Исповедь и причастие | страница 10
Третьим же решающим фактором оказалось, конечно, влияние западного, схоластического и юридического понимания таинства. О западном пленении православного богословия писали и говорили много, но мало кто, мне кажется, понимает всю глубину и все значение тех, без всякого преувеличения, извращений, к которым привело это западное влияние в самой жизни Церкви, и прежде всего в понимании и восприятии таинств. В том, что касается таинства Покаяния, это особенно разительно. Глубочайшее извращение тут состоит в том, что вся тяжесть, весь смысл таинства был передвинут с раскаяния и покаяния на момент разрешения, понимаемого юридически. Западное, схоластическое богословие юридизировало понимание греха и соотносительно понимание его оставления. Это последнее выводится не из реальности и подлинности раскаяния и покаяния, а из власти священника. Если в исконном православном понимании таинства Покаяния священник есть свидетель раскаяния и поэтому свидетель совершившегося примирения с Церковью во Христе Иисусе Господе нашем, то латинский юридизм все ударение ставит на власти священника прощать. Отсюда и совершенно неслыханная, с православной точки зрения, но все более и более распространяющаяся практика давать разрешительную молитву без всякой исповеди. Изначальное в Церкви различие между грехами, отлучающими от Церкви (и потому требующими сакраментального воссоединения с Церковью) и греховностью (прегрешениями) к такому отлучению не приводящей, западная схоластика рационализировала в категориях, с одной стороны, т. н. смертных грехов и, с другой стороны, грехов обычных.

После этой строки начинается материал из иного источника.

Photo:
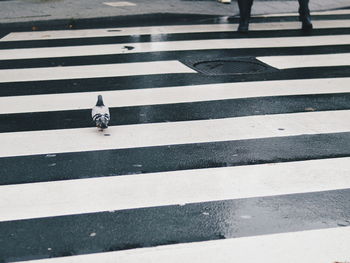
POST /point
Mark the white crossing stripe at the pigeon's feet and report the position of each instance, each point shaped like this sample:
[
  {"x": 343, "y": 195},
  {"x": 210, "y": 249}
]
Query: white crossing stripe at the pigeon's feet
[{"x": 144, "y": 135}]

Первая, лишая человека благодатного состояния, требует таинства Покаяния и разрешения, вторые только внутреннего покаяния. На православном Востоке, особенно же в России (под влиянием латинствующего богословия Петра Могилы и его последователей) теория эта обернулась простым и обязательным, и именно юридическим, сцеплением исповеди и причастия. И подлинно полным печальной иронии следует признать то, что это наиболее очевидное из всех заимствований от латинства так часто выдается у нас за православную норму, а всякая попытка пересмотреть его в свете подлинно православного учения о Церкви и о таинствах изобличается как плод западного, католического влияния.
Мне остается из всего сказанного сделать практические выводы. Выше я уже пытался объяснить, почему вопрос о таинствах, и прежде всего вопрос об участии мирян в евхаристической жизни, представляется мне вопросом краеугольным для нашей Церкви, от которого зависит ее духовное будущее, ее подлинный а не внешний рост. Выводы эти поэтому должны сочетать верность подлинному Преданию Церкви с пастырской заботой об исполнении Предания в наших бесконечно трудных, бесконечно отличных от прошлого условиях жизни.